Should Contractors offer Express Warranties?
About five or six years ago, and after more than 20 years in business, S&R Remodeling of Madison, Wisconsin began offering written three-year warranty on all craftsmanship.
That’s three times longer than Wisconsin law requires or what most of the company’s competitors offer, according to S&R Remodeling Owner Scott Nyland.
“I believe it’s the best advertising,” Nyland said of his express warranty. “People hear that and think it’s above the call of duty, but it’s really not. As a contractor, I take pride in my work and stand behind it like I would want anyone else to do for me. It’s in our contract and on the site, but I don’t make a big deal out of it.”
The truth is, many successful contractors in the building trades think the same way. They will fix problems long after they are required to by state law because they take pride in their work and understand the value of protecting their reputation, customer referrals and repeat business. What makes Nyland different from most of his competitors is his willingness to express his commitment to making things right in writing.
While some contractors consider such “express warranties” an unnecessary risk, others find them to be a very cost-effective way to grow their business.
Implied vs. express warranties
To explain why, it helps to review the two basic types of warranties home builders, remodelers, roofers and other home services contractors offer in the United States.
“Express warranties” are issued by the manufacturer or seller of a product.

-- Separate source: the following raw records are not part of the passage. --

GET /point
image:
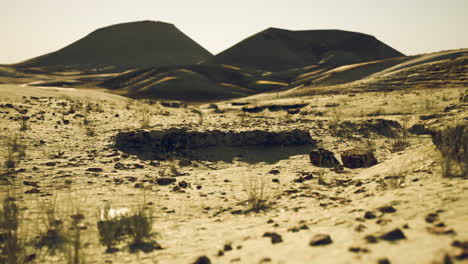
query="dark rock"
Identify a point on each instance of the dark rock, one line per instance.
(393, 235)
(429, 117)
(419, 129)
(358, 158)
(31, 183)
(162, 144)
(227, 247)
(184, 184)
(432, 217)
(450, 108)
(441, 230)
(371, 239)
(383, 261)
(202, 260)
(358, 249)
(165, 181)
(387, 209)
(94, 169)
(275, 238)
(370, 215)
(253, 110)
(323, 158)
(274, 172)
(320, 240)
(33, 190)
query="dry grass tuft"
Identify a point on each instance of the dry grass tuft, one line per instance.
(452, 143)
(257, 197)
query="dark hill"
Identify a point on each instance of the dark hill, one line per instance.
(192, 83)
(278, 49)
(128, 45)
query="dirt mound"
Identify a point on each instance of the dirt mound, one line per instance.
(279, 50)
(128, 45)
(162, 144)
(192, 83)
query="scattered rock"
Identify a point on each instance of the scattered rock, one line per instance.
(323, 158)
(387, 209)
(371, 239)
(165, 181)
(33, 190)
(275, 238)
(31, 183)
(383, 261)
(358, 249)
(358, 158)
(432, 217)
(320, 240)
(94, 169)
(442, 230)
(393, 235)
(370, 215)
(202, 260)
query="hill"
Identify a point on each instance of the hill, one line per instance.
(278, 49)
(191, 83)
(124, 46)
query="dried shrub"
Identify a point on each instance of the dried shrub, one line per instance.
(452, 142)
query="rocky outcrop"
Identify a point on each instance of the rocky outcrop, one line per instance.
(358, 158)
(160, 144)
(323, 158)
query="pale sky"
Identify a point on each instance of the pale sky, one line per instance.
(30, 28)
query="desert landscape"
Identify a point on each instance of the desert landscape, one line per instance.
(310, 146)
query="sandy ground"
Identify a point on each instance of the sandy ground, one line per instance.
(202, 219)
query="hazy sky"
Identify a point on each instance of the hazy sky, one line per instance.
(31, 28)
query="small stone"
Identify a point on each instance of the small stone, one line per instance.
(320, 240)
(202, 260)
(393, 235)
(94, 169)
(432, 217)
(275, 238)
(370, 215)
(387, 209)
(440, 230)
(323, 158)
(227, 247)
(358, 158)
(184, 184)
(33, 190)
(383, 261)
(165, 181)
(371, 239)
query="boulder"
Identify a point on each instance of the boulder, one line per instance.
(358, 158)
(323, 158)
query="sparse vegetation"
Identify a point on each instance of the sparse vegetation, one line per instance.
(145, 115)
(23, 121)
(137, 227)
(401, 140)
(258, 198)
(11, 224)
(200, 116)
(452, 143)
(53, 237)
(14, 152)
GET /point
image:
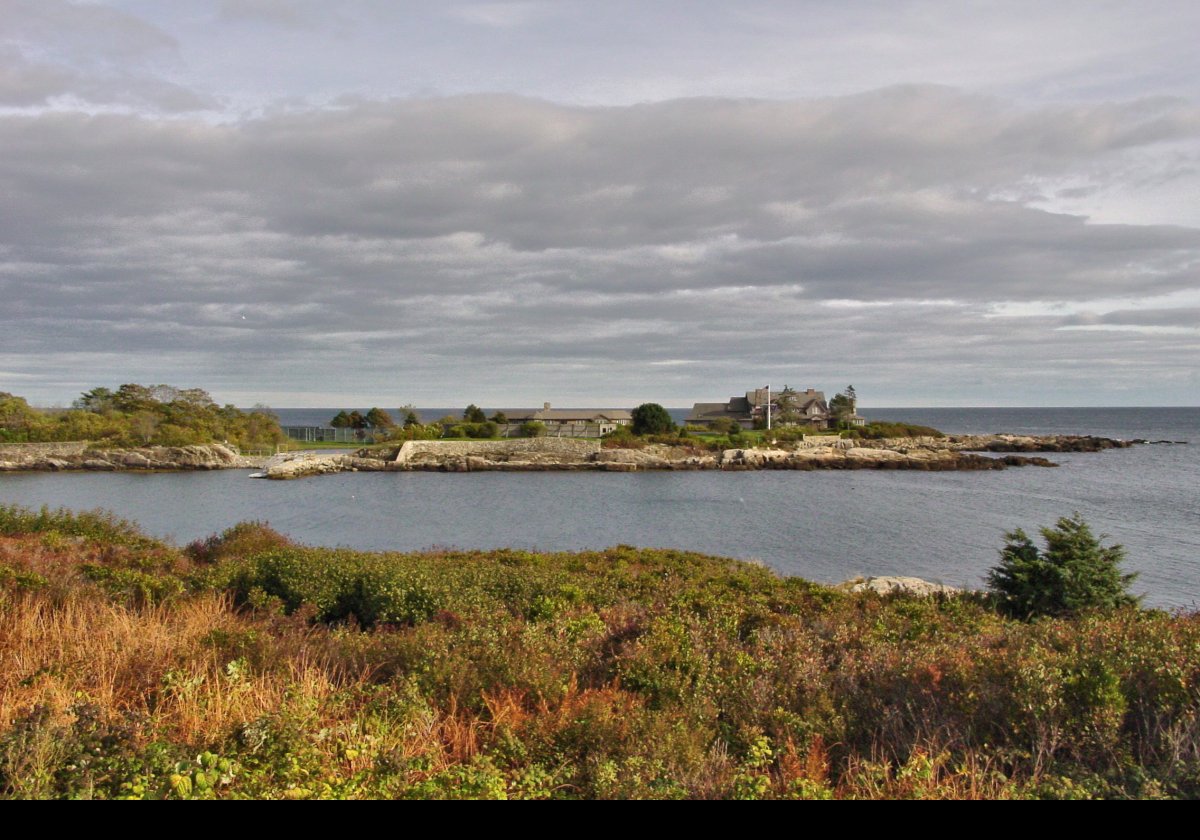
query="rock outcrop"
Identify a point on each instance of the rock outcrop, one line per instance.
(543, 455)
(898, 585)
(82, 456)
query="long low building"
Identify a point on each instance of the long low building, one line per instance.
(573, 423)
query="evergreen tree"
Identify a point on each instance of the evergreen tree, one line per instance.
(1074, 573)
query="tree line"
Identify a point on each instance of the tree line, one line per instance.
(139, 415)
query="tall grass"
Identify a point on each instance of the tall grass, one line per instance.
(273, 670)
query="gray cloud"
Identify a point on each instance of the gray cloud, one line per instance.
(502, 249)
(90, 54)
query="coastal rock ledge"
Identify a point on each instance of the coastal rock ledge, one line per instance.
(551, 454)
(63, 456)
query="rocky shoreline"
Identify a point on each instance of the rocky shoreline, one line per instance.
(963, 453)
(954, 453)
(81, 456)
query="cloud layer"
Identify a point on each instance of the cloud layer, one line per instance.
(930, 244)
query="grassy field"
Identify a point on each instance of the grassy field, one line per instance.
(246, 666)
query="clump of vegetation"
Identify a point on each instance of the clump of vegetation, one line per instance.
(139, 415)
(255, 667)
(877, 431)
(651, 418)
(1075, 573)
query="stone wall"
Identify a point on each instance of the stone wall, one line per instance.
(520, 448)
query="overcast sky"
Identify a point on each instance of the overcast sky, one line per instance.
(601, 203)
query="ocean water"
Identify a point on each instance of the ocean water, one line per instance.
(825, 526)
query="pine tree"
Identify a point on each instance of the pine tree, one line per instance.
(1073, 574)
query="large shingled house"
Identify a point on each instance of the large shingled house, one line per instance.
(787, 407)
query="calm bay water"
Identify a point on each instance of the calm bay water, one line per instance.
(822, 526)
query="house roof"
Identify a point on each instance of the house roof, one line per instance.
(571, 415)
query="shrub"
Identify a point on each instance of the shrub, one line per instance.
(651, 418)
(1074, 573)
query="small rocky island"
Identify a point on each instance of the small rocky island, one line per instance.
(954, 453)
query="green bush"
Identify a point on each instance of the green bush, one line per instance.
(651, 418)
(1074, 573)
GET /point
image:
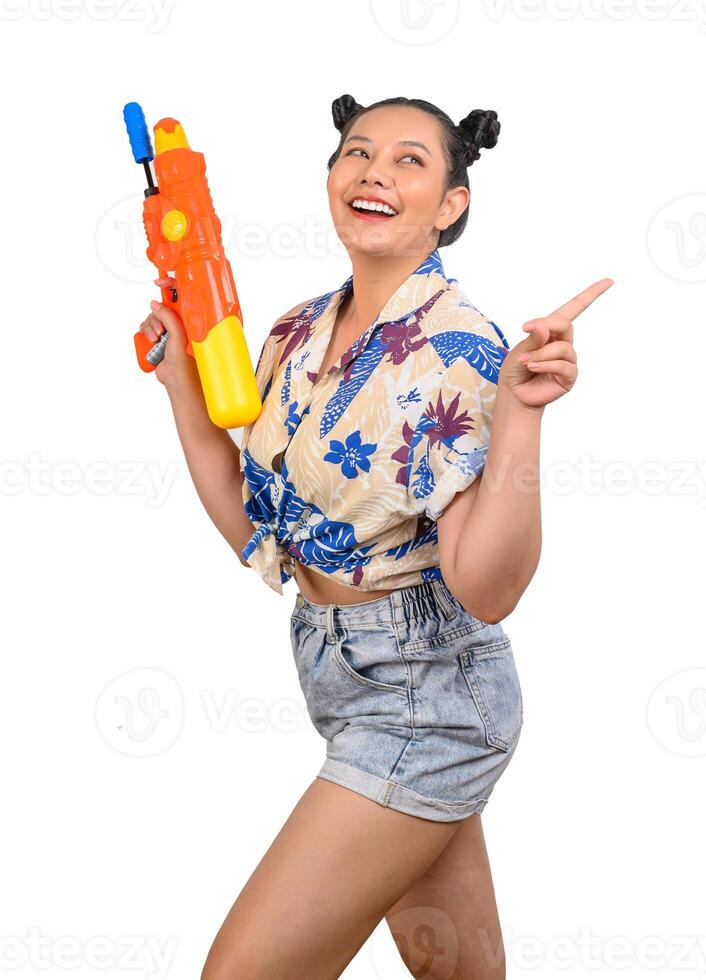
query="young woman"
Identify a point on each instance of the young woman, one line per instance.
(370, 476)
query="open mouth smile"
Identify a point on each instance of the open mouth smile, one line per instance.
(371, 209)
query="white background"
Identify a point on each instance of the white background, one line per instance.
(135, 821)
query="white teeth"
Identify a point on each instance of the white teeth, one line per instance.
(373, 206)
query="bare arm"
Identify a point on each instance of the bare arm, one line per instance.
(211, 455)
(214, 464)
(490, 534)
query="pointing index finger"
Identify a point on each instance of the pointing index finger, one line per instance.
(583, 300)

In the homebuilding and remodeling industry, they are typically offered by the general contractor, exceed the minimum requirements set by the law and are expressed in writing.
“Implied warranties,” by contrast, are set primarily by state laws and courts, which generally require contractors warranty their craftsmanship and the habitability of any structure they build. Beyond that, state warranty requirements vary. Several states specify only that the builder warranty their work for “a reasonable period of time,” while others stipulate they do so for a specific number of years. Forty-six states have a statute of repose that limits how long a property owner has to sue a builder over a claim involving their work. In addition, more than 30 states have enacted “right to repair” laws that require homeowners give contractors a certain period of time to repair a problem before suing them in court.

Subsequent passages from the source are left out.